Priest Mine
- Location: Temagami, Ontario, Canada; 46°51′57.02″N 79°57′57.49″W﻿ / ﻿46.8658389°N 79.9659694°W;
- Products: Copper, gold, lead, silver

= Priest Mine =

Mine in northeastern Ontario, Canada

Priest Mine is an abandoned surface and underground mine in Northeastern Ontario, Canada. It is located about 19 km northwest of the hamlet of Marten River on an island in north-central Cross Lake. Dating back to the early 1900s, it is one of the oldest mines in the municipality of Temagami.

==History==
The mine was discovered in 1907 when attention was focused there by the discovery of a quartz vein in rocks that closely resembled those in the town of Cobalt further north, which was undergoing a silver rush at the time. Development consisted of small open pits and sinking of a 23 m inclined shaft along the quartz vein. At least five small drifts were created off the shaft at the 9 m, 15 m and 23 m levels. Small shipments of sulfide ore, containing copper and lead with some gold and silver values, were made to a smelter.
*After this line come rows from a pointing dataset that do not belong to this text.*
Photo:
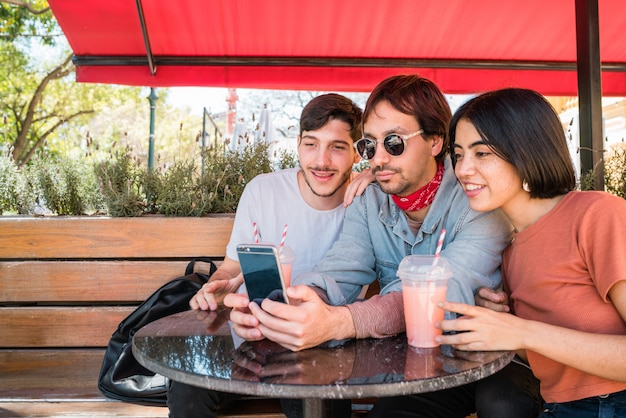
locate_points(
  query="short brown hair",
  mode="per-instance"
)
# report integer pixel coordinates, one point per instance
(321, 109)
(418, 97)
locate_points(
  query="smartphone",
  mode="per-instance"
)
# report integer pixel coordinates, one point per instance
(262, 273)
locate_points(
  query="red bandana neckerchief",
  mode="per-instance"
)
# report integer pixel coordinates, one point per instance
(424, 196)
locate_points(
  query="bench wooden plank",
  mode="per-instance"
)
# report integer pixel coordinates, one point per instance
(93, 409)
(87, 281)
(50, 374)
(99, 238)
(90, 326)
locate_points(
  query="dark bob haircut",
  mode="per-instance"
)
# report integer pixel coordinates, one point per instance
(416, 96)
(522, 128)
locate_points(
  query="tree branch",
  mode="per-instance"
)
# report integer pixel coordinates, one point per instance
(26, 5)
(43, 137)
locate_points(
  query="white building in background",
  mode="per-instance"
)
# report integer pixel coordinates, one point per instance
(613, 123)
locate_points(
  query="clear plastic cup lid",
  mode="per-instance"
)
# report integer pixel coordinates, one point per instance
(286, 255)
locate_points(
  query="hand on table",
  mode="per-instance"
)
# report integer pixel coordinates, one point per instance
(213, 292)
(243, 322)
(495, 300)
(306, 322)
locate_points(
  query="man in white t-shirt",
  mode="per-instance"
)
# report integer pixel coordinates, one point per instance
(308, 198)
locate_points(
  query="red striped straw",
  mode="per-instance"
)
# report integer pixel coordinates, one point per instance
(282, 239)
(439, 246)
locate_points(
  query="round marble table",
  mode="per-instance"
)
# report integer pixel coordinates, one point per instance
(198, 348)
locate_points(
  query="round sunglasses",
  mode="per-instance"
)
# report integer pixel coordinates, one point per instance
(393, 143)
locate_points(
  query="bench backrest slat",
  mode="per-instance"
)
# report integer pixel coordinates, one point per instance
(69, 282)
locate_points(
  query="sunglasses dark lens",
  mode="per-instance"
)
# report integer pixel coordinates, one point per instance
(366, 148)
(394, 144)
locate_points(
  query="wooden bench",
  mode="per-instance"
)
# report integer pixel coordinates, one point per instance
(66, 283)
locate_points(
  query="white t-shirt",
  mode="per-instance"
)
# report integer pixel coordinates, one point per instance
(273, 200)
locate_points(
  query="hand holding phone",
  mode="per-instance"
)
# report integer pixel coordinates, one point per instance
(262, 272)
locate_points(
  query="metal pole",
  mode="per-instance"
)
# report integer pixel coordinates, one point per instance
(590, 90)
(204, 134)
(152, 98)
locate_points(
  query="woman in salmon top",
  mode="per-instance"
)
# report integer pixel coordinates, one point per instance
(565, 271)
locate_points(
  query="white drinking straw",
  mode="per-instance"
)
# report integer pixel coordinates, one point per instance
(255, 232)
(282, 239)
(439, 246)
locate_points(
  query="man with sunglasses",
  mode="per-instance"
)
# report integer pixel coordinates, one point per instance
(415, 196)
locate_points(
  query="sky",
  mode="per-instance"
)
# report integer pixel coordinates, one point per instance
(197, 98)
(214, 99)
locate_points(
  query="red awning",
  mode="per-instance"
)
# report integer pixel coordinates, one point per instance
(464, 46)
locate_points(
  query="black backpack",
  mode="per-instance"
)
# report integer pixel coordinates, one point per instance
(121, 376)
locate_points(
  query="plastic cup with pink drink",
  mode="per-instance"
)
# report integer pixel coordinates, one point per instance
(424, 284)
(287, 257)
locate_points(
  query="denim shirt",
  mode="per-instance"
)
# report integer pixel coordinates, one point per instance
(376, 237)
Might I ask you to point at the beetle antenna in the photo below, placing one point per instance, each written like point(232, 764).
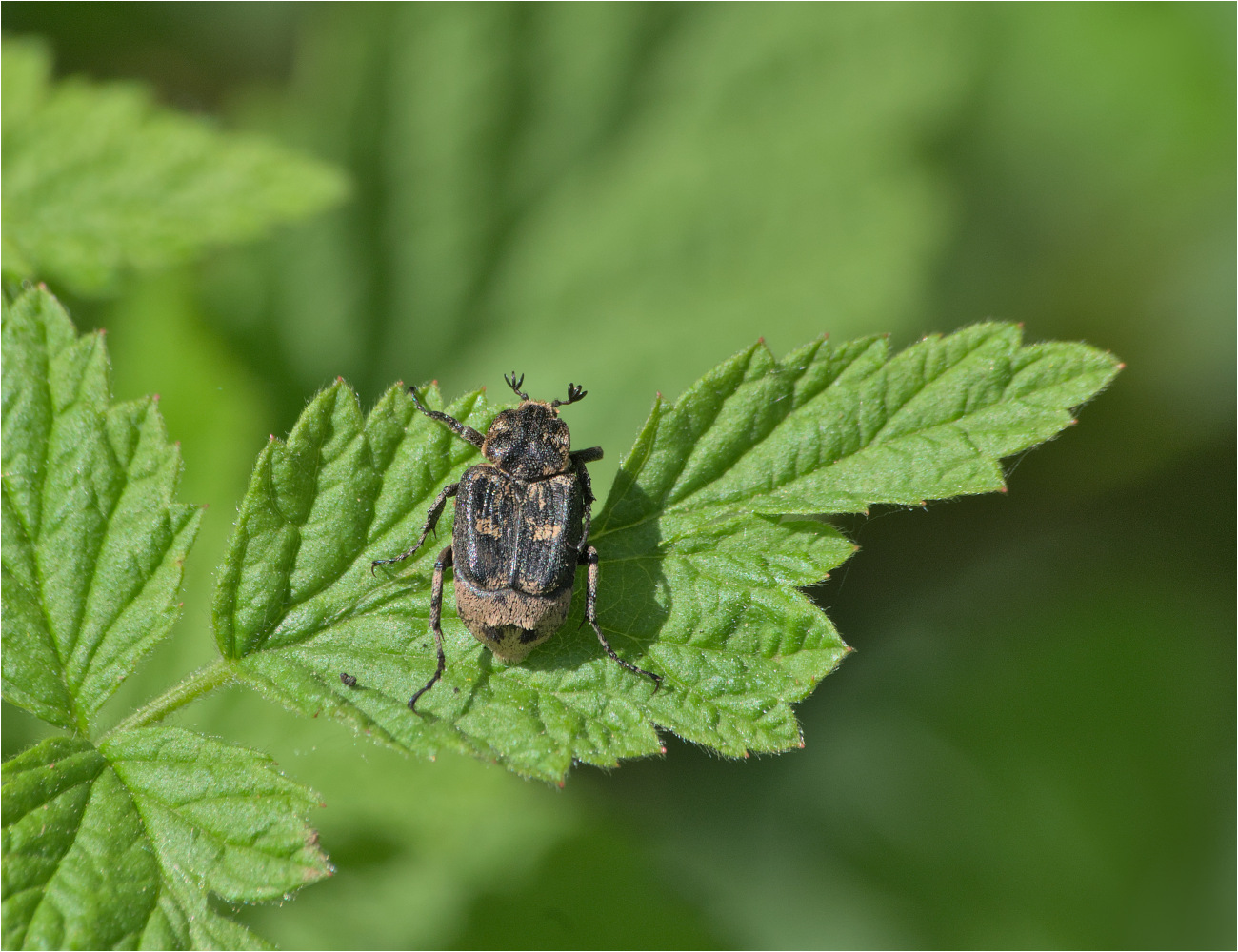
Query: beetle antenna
point(573, 392)
point(516, 384)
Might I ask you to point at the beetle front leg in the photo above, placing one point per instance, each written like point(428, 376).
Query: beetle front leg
point(436, 617)
point(436, 510)
point(590, 615)
point(456, 426)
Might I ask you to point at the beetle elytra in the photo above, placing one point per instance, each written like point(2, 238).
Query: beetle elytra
point(521, 530)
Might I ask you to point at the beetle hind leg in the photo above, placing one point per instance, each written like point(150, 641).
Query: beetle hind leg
point(436, 614)
point(590, 615)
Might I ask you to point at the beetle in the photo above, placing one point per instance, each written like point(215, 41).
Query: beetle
point(521, 530)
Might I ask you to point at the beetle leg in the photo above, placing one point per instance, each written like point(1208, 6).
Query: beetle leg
point(436, 614)
point(590, 615)
point(456, 426)
point(436, 510)
point(587, 486)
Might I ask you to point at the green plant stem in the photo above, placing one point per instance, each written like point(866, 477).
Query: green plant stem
point(198, 684)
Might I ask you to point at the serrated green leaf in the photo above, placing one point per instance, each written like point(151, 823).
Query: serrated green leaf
point(93, 539)
point(118, 845)
point(700, 564)
point(99, 180)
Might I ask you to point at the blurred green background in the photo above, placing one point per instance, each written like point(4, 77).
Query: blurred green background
point(1034, 744)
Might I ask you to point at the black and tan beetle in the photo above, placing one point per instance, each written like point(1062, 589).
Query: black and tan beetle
point(521, 530)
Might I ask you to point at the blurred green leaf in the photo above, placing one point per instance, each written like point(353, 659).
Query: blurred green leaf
point(698, 565)
point(119, 845)
point(93, 539)
point(116, 842)
point(99, 180)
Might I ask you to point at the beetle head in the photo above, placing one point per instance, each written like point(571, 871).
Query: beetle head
point(529, 442)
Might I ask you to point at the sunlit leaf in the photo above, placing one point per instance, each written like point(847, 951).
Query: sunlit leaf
point(707, 534)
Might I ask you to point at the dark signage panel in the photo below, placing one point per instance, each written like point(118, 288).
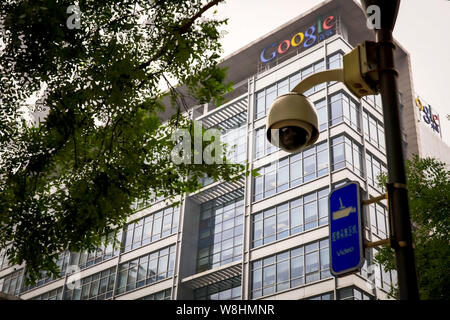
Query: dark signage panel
point(346, 234)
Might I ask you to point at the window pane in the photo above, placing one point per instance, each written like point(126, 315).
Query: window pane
point(269, 275)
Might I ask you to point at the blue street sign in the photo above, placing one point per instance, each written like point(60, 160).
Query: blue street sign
point(346, 234)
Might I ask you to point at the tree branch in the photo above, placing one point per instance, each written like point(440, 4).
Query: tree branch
point(183, 29)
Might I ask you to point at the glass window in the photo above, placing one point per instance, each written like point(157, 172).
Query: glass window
point(220, 240)
point(290, 218)
point(321, 108)
point(151, 228)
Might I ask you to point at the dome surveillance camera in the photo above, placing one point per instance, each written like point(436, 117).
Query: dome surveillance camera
point(292, 123)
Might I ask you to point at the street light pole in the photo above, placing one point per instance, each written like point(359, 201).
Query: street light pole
point(402, 241)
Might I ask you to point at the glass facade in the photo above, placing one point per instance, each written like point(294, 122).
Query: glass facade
point(289, 269)
point(10, 284)
point(291, 171)
point(99, 286)
point(293, 217)
point(55, 294)
point(347, 153)
point(344, 109)
point(161, 295)
point(153, 267)
point(220, 233)
point(223, 290)
point(267, 96)
point(151, 228)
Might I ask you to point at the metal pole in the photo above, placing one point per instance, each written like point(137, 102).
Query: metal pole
point(402, 242)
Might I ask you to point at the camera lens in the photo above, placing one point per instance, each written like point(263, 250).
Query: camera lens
point(292, 137)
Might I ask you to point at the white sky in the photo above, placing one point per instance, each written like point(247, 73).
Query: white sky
point(422, 28)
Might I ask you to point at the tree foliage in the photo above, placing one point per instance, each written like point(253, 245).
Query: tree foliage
point(69, 181)
point(429, 200)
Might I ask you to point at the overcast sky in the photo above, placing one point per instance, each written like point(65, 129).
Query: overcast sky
point(422, 28)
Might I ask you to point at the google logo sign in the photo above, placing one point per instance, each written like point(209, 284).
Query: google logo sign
point(308, 38)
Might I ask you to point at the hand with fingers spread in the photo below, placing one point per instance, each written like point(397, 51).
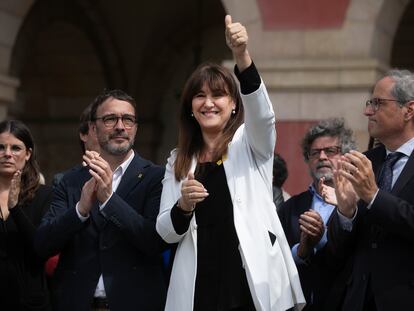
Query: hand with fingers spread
point(14, 189)
point(345, 193)
point(312, 229)
point(192, 192)
point(101, 172)
point(357, 168)
point(236, 40)
point(327, 192)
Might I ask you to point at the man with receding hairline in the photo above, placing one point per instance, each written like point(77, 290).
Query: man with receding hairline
point(373, 227)
point(102, 220)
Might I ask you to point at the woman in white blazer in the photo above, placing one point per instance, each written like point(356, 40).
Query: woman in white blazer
point(217, 195)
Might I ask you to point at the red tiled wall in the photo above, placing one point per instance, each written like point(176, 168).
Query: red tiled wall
point(302, 14)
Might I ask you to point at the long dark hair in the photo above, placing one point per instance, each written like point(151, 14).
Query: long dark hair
point(190, 139)
point(30, 180)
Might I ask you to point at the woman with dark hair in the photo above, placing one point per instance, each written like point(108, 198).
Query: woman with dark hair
point(217, 195)
point(23, 201)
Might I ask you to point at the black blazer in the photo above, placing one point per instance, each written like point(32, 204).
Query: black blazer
point(22, 278)
point(120, 242)
point(321, 276)
point(381, 244)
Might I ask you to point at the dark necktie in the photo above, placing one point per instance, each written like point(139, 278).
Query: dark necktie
point(385, 179)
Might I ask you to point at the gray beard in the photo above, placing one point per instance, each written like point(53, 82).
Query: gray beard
point(117, 150)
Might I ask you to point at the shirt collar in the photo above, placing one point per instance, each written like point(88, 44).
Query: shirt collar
point(406, 148)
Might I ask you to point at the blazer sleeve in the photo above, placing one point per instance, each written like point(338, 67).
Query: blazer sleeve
point(394, 214)
point(27, 218)
point(340, 242)
point(170, 195)
point(139, 227)
point(260, 123)
point(59, 224)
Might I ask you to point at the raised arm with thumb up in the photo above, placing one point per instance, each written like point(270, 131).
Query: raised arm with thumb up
point(236, 39)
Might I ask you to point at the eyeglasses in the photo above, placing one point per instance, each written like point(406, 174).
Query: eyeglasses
point(329, 151)
point(111, 120)
point(374, 103)
point(14, 149)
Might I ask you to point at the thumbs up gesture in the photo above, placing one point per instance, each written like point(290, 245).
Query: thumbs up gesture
point(192, 192)
point(236, 40)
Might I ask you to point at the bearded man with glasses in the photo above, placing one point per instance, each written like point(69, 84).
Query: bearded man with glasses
point(373, 228)
point(102, 220)
point(304, 217)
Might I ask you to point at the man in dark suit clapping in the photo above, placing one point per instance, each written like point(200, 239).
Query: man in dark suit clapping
point(102, 220)
point(376, 233)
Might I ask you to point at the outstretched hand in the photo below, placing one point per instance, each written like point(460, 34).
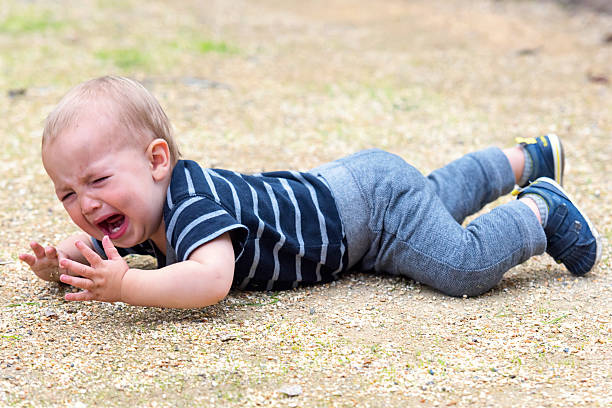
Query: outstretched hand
point(101, 279)
point(45, 262)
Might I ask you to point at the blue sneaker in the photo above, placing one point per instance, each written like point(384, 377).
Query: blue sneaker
point(546, 153)
point(571, 237)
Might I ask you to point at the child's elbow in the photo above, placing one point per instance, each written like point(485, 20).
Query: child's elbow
point(216, 285)
point(223, 283)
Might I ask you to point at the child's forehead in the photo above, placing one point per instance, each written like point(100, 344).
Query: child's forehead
point(92, 127)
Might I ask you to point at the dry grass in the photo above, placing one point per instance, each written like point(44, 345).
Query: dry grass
point(261, 85)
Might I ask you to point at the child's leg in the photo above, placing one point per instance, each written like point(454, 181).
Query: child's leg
point(476, 179)
point(469, 183)
point(396, 223)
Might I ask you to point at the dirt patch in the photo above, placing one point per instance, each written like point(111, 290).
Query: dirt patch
point(266, 84)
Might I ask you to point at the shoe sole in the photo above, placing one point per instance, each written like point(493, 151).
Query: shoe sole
point(558, 156)
point(589, 223)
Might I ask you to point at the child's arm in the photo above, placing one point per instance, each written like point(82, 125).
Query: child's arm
point(204, 279)
point(45, 261)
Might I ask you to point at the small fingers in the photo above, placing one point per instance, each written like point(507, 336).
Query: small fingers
point(39, 251)
point(109, 249)
point(29, 259)
point(76, 268)
point(77, 282)
point(79, 296)
point(92, 257)
point(50, 252)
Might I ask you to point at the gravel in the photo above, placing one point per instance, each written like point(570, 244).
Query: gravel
point(263, 85)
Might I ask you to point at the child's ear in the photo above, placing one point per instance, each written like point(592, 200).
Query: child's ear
point(158, 155)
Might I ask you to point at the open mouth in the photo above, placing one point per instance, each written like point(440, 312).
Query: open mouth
point(113, 226)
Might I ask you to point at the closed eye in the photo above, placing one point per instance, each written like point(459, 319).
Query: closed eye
point(100, 179)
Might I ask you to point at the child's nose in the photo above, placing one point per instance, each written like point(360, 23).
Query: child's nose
point(89, 204)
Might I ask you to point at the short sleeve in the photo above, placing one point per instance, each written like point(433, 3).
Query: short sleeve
point(196, 220)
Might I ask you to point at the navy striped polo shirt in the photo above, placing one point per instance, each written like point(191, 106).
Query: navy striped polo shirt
point(284, 225)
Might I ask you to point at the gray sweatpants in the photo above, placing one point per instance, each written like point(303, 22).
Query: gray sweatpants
point(400, 222)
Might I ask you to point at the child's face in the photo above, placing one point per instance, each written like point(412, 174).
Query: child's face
point(107, 185)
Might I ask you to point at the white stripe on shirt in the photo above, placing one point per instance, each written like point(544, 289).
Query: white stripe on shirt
point(282, 239)
point(179, 210)
point(211, 184)
point(322, 227)
point(260, 228)
point(194, 224)
point(237, 208)
point(298, 231)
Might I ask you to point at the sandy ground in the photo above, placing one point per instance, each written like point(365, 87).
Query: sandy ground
point(267, 84)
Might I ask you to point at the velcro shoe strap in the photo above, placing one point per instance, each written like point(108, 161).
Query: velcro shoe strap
point(556, 218)
point(563, 245)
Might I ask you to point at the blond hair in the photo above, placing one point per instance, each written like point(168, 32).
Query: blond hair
point(123, 99)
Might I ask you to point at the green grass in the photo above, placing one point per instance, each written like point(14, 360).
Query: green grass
point(28, 22)
point(219, 47)
point(124, 58)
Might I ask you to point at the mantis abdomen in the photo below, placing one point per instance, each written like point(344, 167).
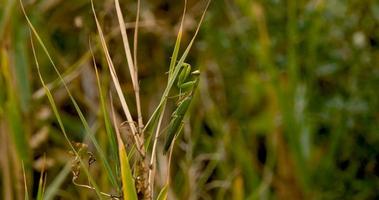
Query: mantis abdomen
point(175, 125)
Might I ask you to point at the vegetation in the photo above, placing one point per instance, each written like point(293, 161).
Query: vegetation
point(177, 100)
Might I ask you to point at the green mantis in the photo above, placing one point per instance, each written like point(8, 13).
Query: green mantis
point(187, 83)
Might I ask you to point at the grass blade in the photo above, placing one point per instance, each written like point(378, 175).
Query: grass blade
point(128, 188)
point(102, 156)
point(163, 193)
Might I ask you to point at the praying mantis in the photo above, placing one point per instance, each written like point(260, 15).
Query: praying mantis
point(187, 83)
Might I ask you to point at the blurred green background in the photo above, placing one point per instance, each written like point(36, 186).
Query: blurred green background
point(287, 106)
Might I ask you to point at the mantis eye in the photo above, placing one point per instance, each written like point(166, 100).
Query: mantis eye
point(196, 72)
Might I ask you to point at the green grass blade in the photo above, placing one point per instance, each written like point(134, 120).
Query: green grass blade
point(53, 187)
point(163, 193)
point(25, 184)
point(128, 186)
point(88, 132)
point(108, 126)
point(61, 125)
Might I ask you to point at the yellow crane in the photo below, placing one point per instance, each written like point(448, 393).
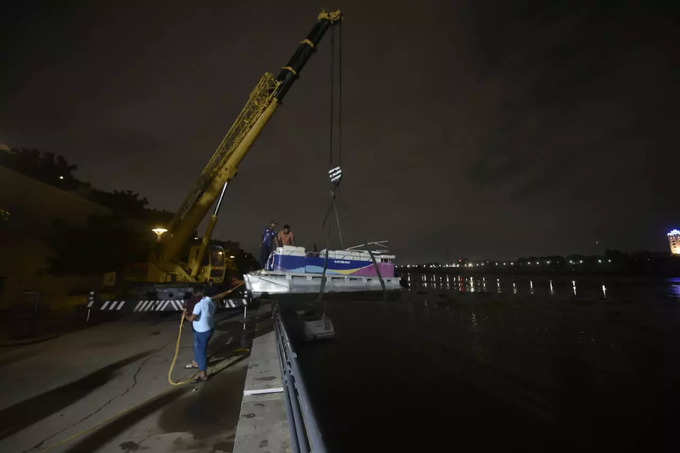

In 1955, Cross Lake Mining Company Limited dewatered the shaft for examination and four diamond drill holes were created from the surface. It was evident that good mineralization had been encountered in the shaft, judging from the lumps of high-grade ore found lying in the muck, consisting of copper and galena, and some was observed on the waste rock dump. Heavy mineralization of pyrite, chalcopyrite and galena was noted at two points at the bottom of the shaft. The richest collected sample assayed 5.03% copper, 2.39% lead, 0.03 oz of gold and 2.26 oz of silver across a 38 cm mining width.